The design started with /buzzquake’s new logo and grew from there. “It was also driven by our content and the services we offer, especially on the homepage,” said D’Autrechy.
“A strong logo conveys things about an organization. I like to dissect a logo to understand as much as I can about a customer’s culture, target markets and self-perception before I start designing. I think we got the logo right and the website was just an extension of it,” said D’Autrechy.
“Our website subscribes to the current prevailing thinking about content,” said Hazzard. “We are aggregating content that we believe will be of value to our customers and limiting creative efforts to developing content that doesn’t already exist. This makes for a more efficient use of our time.”

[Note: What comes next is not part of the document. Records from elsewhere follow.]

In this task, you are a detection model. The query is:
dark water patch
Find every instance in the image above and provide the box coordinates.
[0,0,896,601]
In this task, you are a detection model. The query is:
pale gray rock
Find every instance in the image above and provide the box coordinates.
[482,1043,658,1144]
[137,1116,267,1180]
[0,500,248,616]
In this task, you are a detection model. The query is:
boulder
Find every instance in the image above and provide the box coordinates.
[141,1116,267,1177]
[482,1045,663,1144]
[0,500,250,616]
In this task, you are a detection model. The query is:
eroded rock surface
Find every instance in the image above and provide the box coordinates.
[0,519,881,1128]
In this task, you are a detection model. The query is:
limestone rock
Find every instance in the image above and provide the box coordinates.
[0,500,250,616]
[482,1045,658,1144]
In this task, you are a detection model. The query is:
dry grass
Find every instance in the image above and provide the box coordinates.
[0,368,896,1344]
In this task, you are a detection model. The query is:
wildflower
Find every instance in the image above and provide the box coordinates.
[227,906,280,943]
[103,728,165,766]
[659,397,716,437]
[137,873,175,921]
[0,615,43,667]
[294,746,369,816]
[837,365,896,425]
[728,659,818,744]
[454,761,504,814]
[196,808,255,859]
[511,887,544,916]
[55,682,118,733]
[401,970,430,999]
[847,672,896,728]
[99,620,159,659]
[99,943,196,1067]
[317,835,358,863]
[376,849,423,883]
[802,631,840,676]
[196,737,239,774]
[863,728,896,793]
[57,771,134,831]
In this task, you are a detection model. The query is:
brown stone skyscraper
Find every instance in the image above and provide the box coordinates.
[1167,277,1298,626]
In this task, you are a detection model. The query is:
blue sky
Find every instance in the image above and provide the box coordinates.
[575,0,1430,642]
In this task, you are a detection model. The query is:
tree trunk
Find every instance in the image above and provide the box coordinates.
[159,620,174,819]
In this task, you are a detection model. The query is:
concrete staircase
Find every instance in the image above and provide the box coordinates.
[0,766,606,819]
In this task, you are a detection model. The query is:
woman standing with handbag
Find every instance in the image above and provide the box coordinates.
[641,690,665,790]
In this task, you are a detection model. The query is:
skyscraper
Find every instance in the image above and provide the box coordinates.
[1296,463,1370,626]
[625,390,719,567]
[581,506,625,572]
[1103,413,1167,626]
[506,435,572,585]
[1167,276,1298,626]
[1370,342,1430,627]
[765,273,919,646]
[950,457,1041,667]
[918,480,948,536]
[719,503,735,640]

“Search before you write!” added D’Autrechy. “Like most people, we can’t afford to spend a lot of time writing content. Anyone who has blogged can tell you that it requires a significant commitment that generally pays very little. We prefer to spend our time working for our customers.”
“At the same time, we want our website to serve as a source of new information on what’s happening in the web design and marketing fields,” said Hazzard.
“We keep our fingers on the pulse of the industry and import the most relevant information,” said D’Autrechy.
“You don’t get to choose which device your customers use to view your website, they do,” said Karen McGrane, principal of Bond Art + Science.
Many designers agree. The proliferation of small-screen computers, phones and tablets has spawned a lot of discussion in the web industry. Because no single design will render well on all screen sizes, responsive designs, which adapt to the devices being used to view them, are quickly gaining popularity.
“We went with a responsive design because our site needed to be an example of what we recommended,” said Hazzard. “Now we can encourage people to change the size of their browser window while they are viewing our website to get a live demonstration of how a responsive design works.”